Een belangrijk punt van zorg betrof vorig jaar de tarieven die de gemeenten hanteerden voor de jeugdzorg; die waren in veel gevallen te laag of niet kostendekkend. Daarnaast werd steeds duidelijker dat de verwijzing voor de jeugdzorg vanuit de lokale wijkteams niet goed verliep. Hierdoor kwamen jeugdige cliënten te laat in zorg, waardoor hun behandelingen bij de Waag in veel gevallen onnodig intensiever werden en langer duurden.
Om deze problemen aan de orde te stellen voerden hoofd behandelzaken Larissa Hoogsteder en regiodirecteur van de Waag Zuid-Holland Erik van Polen overleg met diverse verantwoordelijken, zowel op lokaal als landelijk niveau.

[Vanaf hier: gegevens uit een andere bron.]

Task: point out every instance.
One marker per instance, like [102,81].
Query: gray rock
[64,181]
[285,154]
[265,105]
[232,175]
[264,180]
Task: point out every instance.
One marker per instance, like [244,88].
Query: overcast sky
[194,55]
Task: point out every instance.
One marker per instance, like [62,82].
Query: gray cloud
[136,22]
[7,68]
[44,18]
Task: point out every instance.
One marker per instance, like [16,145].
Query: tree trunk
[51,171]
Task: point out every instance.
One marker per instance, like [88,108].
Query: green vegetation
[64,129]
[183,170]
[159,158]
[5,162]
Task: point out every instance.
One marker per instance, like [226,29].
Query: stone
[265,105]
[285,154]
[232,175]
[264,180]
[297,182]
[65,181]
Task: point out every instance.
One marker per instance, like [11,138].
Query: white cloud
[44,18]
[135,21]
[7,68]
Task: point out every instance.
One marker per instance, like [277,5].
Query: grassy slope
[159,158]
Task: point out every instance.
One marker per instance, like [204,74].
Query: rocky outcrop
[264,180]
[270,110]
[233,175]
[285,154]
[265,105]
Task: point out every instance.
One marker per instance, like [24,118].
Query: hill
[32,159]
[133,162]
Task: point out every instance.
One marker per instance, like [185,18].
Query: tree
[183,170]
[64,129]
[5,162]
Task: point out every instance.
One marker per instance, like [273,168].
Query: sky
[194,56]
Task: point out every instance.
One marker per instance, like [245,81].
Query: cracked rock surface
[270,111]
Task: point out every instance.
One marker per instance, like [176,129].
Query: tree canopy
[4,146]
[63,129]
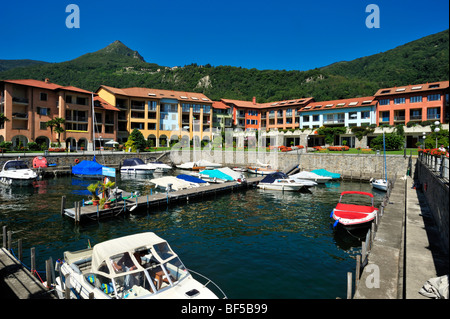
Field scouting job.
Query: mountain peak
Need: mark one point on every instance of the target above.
(119, 48)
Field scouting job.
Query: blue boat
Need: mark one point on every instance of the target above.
(325, 173)
(215, 176)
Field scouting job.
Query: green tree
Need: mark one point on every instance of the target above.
(56, 124)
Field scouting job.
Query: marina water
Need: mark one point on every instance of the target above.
(254, 244)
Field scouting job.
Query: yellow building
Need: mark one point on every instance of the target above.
(160, 115)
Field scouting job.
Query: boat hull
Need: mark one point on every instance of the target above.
(261, 171)
(5, 180)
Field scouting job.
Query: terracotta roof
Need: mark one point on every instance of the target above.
(158, 94)
(101, 103)
(336, 104)
(413, 88)
(46, 85)
(220, 105)
(249, 104)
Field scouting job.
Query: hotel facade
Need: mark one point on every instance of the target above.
(160, 115)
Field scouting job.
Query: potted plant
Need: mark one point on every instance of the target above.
(93, 189)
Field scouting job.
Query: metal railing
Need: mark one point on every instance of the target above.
(437, 164)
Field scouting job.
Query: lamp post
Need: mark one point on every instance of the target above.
(436, 129)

Ook werd er aandacht voor de kwestie gevraagd in de media. Zo waren Hoogsteder en Van Polen op 19 april 2019 te zien in een item van het NOS Journaal over de problemen met de verwijzing in de regio Rijnmond. Uit het item werd duidelijk dat in de regio Rotterdam het aantal jongeren dat door de Waag voor risicovol gedrag werd behandeld, in een jaar tijd meer dan gehalveerd was. Larissa Hoogsteder zei: ‘We zien het in het hele land. De helft komt met vertraging bij ons terecht en krijgt te laat de juiste zorg. Dat is zorgelijk en onacceptabel voor de samenleving’.
Verder sloot de Waag zich in april 2019 aan bij een gerechtelijke procedure die zorginstelling Jeugdformaat was gestart tegen tien gemeenten in de regio Haaglanden (waaronder de gemeente Den Haag) die een gezamenlijke jeugdzorginkoopprocedure hanteren. In haar uitspraak oordeelde de voorzieningenrechter dat de betrokken gemeenten opnieuw naar de tarieven moesten kijken en deze in overeenstemming moesten brengen met de Jeugdwet, zodat deze alsnog kostendekkend zouden zijn.

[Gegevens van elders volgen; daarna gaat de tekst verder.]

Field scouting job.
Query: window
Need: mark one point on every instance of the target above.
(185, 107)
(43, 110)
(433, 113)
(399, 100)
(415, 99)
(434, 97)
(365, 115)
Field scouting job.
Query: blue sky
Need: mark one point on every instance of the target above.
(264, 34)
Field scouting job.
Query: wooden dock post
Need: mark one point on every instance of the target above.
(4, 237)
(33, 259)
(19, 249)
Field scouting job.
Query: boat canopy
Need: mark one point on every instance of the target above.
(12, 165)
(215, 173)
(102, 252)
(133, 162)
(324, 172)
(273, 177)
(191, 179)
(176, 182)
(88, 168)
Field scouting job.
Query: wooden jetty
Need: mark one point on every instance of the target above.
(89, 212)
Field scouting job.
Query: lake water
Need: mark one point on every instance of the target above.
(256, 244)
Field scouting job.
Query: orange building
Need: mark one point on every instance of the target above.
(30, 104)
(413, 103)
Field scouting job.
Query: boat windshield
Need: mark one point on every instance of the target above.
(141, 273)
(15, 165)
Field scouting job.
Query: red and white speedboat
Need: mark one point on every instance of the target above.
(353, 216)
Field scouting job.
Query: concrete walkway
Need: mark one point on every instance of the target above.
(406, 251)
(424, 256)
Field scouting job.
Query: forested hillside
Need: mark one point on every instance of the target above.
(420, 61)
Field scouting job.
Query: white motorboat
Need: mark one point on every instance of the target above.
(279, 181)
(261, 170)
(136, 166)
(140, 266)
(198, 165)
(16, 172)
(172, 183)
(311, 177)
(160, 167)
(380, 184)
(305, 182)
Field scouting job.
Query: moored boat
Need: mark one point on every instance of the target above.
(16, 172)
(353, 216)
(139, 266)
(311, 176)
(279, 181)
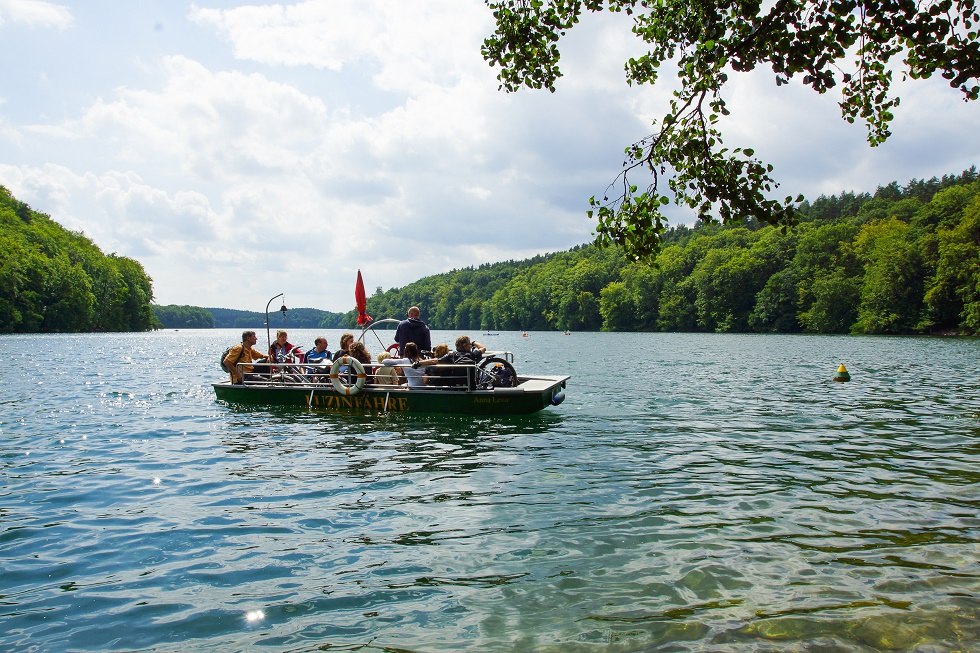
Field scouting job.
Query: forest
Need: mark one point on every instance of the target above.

Door er steeds opnieuw aandacht voor te vragen, lukte het de Waag in 2019 gaandeweg de problemen met de jeugdzorg hoger op de agenda van de gemeenten te krijgen. In diverse regio’s zijn daardoor in de loop van het jaar afspraken gemaakt over reëlere tarieven en de mogelijkheid tot een snellere toewijzing naar forensische zorg. Het directieteam van de Waag verwacht dan ook dat het in 2020 beter zal gaan met de jeugdzorg.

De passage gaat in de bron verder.